The Math of MDCAT Time
180
Total MCQs
210
Minutes Allowed
70
Seconds / MCQ
0
Negative Marks
Step 1 — Per-Subject Time Budget
Spend time on each subject in proportion to its MCQ count. Biology has 81 MCQs out of 180 (45%) — give it ~45% of the 210 minutes. Same for the rest. If you finish a subject early, bank the time for the harder ones; don't waste it re-checking what you already know.
Biology
Largest subject. Lock in your high-confidence MCQs first to build momentum.
Chemistry
Organic reactions are pure recall. Answer in under 30 seconds each.
Physics
Skip long numerical derivations on Pass 1 — come back to them in Pass 2.
English
Aim for under 1 minute per MCQ. Every question is scoring.
Logical Reasoning
Trust your first instinct. Don't second-guess pattern questions.

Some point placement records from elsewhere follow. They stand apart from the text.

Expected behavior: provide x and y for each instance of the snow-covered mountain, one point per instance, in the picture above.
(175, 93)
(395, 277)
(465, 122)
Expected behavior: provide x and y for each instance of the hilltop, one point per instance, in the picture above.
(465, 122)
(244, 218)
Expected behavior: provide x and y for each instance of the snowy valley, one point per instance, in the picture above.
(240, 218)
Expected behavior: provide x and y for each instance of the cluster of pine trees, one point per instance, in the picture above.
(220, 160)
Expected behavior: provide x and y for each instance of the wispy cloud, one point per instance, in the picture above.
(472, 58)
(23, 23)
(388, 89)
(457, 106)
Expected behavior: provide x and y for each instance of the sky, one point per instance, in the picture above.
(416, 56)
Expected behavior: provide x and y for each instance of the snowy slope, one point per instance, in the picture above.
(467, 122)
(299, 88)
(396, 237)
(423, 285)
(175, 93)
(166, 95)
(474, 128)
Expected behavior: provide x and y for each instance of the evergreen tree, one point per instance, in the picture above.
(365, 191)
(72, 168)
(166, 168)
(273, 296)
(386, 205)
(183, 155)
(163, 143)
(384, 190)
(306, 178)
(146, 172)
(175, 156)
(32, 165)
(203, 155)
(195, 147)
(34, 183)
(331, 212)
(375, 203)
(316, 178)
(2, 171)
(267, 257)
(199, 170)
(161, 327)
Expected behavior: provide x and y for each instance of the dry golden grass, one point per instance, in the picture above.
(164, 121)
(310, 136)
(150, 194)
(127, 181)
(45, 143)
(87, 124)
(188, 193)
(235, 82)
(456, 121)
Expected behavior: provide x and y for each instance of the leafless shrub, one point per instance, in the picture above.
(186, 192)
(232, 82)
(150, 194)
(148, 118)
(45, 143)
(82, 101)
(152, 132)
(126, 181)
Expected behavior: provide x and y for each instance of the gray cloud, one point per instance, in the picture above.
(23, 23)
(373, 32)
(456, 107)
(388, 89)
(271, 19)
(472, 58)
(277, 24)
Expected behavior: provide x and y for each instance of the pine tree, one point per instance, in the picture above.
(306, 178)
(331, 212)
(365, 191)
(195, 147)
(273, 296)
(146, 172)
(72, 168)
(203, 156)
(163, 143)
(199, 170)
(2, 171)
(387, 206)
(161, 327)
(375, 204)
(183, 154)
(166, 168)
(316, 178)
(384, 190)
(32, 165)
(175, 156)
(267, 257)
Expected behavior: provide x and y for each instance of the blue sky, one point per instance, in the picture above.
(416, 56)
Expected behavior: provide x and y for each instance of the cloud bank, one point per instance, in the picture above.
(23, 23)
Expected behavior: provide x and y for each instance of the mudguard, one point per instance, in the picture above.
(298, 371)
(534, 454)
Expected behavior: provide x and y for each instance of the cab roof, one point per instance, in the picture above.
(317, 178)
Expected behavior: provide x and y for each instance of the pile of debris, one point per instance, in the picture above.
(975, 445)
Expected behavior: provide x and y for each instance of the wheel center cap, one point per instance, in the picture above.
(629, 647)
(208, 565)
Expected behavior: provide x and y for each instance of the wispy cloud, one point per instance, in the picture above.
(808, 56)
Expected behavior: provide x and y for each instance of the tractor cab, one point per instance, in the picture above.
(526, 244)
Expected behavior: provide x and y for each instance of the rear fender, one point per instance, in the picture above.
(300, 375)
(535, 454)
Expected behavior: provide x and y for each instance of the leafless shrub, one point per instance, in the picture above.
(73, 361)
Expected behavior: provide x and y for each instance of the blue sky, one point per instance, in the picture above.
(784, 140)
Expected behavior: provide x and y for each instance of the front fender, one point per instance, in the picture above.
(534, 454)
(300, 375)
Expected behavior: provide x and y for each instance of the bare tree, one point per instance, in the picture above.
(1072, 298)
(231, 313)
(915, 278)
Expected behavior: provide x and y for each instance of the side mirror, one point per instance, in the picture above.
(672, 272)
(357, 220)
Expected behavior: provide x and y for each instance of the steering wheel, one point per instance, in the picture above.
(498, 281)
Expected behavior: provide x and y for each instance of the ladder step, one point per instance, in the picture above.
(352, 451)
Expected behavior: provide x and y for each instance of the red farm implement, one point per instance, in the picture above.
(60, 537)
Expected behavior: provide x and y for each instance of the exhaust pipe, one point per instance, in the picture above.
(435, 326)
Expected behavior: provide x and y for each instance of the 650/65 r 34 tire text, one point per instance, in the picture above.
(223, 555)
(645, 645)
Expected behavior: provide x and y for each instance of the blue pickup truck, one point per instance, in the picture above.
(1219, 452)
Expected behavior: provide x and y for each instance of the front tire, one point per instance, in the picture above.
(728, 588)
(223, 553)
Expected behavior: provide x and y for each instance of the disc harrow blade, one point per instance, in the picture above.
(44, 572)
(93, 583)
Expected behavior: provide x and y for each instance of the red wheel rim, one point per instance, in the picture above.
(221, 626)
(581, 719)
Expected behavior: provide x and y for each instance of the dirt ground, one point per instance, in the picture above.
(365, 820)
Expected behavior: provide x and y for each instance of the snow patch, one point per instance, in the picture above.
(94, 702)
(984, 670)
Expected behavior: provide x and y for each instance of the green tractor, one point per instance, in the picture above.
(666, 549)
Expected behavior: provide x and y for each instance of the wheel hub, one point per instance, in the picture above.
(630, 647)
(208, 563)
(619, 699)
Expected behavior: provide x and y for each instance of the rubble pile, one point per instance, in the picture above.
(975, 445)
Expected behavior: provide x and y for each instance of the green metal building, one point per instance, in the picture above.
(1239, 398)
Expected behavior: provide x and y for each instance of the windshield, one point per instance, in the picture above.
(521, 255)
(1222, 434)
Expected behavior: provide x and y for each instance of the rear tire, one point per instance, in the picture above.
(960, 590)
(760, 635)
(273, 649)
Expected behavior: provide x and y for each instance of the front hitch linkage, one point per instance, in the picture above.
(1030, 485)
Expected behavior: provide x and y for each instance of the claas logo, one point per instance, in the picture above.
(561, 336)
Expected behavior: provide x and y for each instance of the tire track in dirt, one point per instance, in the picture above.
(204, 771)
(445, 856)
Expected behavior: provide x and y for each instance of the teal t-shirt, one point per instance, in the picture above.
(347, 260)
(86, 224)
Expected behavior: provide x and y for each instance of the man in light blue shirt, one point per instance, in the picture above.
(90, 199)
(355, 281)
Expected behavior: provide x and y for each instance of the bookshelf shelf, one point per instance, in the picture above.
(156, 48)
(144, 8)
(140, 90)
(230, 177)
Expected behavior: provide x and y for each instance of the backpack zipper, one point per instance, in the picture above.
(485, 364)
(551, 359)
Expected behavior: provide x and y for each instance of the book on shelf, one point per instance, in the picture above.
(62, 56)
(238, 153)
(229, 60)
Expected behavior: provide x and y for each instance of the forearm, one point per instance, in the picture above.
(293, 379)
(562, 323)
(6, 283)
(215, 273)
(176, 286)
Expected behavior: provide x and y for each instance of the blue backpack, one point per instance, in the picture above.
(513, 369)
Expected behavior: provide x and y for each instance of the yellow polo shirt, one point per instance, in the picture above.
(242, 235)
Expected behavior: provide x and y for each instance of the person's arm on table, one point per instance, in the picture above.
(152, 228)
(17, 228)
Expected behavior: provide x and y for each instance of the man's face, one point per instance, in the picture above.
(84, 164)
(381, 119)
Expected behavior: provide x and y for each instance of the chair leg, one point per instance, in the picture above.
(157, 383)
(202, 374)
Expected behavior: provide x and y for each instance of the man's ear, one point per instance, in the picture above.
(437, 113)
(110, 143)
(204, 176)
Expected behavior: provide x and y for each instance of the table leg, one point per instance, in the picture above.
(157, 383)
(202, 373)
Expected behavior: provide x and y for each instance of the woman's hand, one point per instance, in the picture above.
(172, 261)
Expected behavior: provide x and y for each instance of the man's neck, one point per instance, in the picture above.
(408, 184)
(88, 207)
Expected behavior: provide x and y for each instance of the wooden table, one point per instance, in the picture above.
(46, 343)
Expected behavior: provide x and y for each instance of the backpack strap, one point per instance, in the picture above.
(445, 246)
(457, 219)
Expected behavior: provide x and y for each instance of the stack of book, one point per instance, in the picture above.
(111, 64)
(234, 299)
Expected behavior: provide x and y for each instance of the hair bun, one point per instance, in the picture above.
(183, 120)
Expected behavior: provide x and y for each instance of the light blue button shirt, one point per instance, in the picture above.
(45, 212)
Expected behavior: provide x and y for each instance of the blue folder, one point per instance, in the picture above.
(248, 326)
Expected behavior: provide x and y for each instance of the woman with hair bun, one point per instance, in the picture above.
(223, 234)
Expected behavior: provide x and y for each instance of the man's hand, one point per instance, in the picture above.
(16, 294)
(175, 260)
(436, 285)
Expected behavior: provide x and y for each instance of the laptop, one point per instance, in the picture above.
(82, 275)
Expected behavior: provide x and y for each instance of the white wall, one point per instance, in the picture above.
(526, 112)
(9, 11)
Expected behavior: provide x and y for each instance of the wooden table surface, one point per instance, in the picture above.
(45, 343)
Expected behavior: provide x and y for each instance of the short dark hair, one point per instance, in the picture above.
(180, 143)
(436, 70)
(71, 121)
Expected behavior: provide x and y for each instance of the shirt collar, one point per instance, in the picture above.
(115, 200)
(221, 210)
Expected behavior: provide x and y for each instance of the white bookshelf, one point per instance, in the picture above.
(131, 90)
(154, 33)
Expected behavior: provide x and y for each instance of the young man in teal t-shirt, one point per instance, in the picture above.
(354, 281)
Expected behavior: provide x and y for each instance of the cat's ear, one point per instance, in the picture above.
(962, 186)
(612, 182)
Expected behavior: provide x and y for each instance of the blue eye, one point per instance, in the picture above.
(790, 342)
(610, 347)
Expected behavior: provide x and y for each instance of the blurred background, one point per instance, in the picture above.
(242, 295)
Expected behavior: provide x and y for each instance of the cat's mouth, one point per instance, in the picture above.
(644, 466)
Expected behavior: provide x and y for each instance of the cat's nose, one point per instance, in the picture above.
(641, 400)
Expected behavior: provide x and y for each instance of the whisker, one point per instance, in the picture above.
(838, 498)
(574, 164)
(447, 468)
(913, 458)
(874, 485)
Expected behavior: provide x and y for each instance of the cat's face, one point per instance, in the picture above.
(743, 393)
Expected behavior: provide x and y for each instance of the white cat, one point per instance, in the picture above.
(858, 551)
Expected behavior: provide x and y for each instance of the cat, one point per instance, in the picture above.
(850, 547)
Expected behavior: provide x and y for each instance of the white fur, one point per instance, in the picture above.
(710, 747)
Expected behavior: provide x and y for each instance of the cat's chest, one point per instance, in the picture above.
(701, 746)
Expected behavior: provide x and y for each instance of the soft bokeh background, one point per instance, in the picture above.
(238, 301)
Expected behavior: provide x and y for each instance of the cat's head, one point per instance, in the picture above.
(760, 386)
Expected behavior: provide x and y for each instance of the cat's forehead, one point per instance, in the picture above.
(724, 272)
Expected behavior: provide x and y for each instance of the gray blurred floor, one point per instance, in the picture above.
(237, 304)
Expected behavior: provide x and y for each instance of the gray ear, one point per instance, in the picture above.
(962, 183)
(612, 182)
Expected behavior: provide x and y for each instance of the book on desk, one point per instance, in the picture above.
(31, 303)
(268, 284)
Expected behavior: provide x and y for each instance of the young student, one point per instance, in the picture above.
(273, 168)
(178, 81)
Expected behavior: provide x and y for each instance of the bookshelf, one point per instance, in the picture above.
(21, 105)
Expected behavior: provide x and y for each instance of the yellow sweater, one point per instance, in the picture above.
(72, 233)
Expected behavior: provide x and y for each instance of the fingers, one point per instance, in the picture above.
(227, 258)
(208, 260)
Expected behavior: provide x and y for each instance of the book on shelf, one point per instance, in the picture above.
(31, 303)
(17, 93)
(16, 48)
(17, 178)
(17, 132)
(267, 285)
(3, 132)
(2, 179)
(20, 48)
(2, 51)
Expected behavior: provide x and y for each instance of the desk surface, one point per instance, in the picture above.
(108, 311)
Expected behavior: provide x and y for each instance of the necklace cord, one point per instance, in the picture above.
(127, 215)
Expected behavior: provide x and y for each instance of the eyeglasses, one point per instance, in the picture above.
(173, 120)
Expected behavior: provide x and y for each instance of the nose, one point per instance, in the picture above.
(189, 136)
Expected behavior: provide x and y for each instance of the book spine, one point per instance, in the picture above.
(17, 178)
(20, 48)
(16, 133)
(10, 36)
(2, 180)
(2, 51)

Note: this totals to 195 minutes. The remaining 15 minutes is reserved for the final review pass — see Pass 3 below.
Step 2 — The 3-Pass MDCAT Strategy
Don't solve MDCAT linearly from MCQ 1 to MCQ 180. That's how students burn 4 minutes on a Physics problem and never finish the Biology section. Instead, do three passes through the paper. Toppers from AKU, AMC and KEMU consistently use this method.
Pass 1 · 0 – 130 min
Easy + Confident MCQs
Answer everything you know in under 60 seconds per question. Mark any uncertain ones with a flag in the test interface. Goal: 130–140 MCQs answered, 40–50 marked for review.
Pass 2 · 130 – 195 min
Flagged / Harder MCQs
Return to the questions you flagged. Allow up to 80 seconds each. If a question still feels impossible after that, mark it for guessing in Pass 3 — don't burn three minutes on one MCQ.
Pass 3 · 195 – 210 min
Review + Smart Guessing
Re-check risky answers and fill every remaining blank. MDCAT has no negative marking — a 25% chance guess is free expected value. Don't leave anything blank.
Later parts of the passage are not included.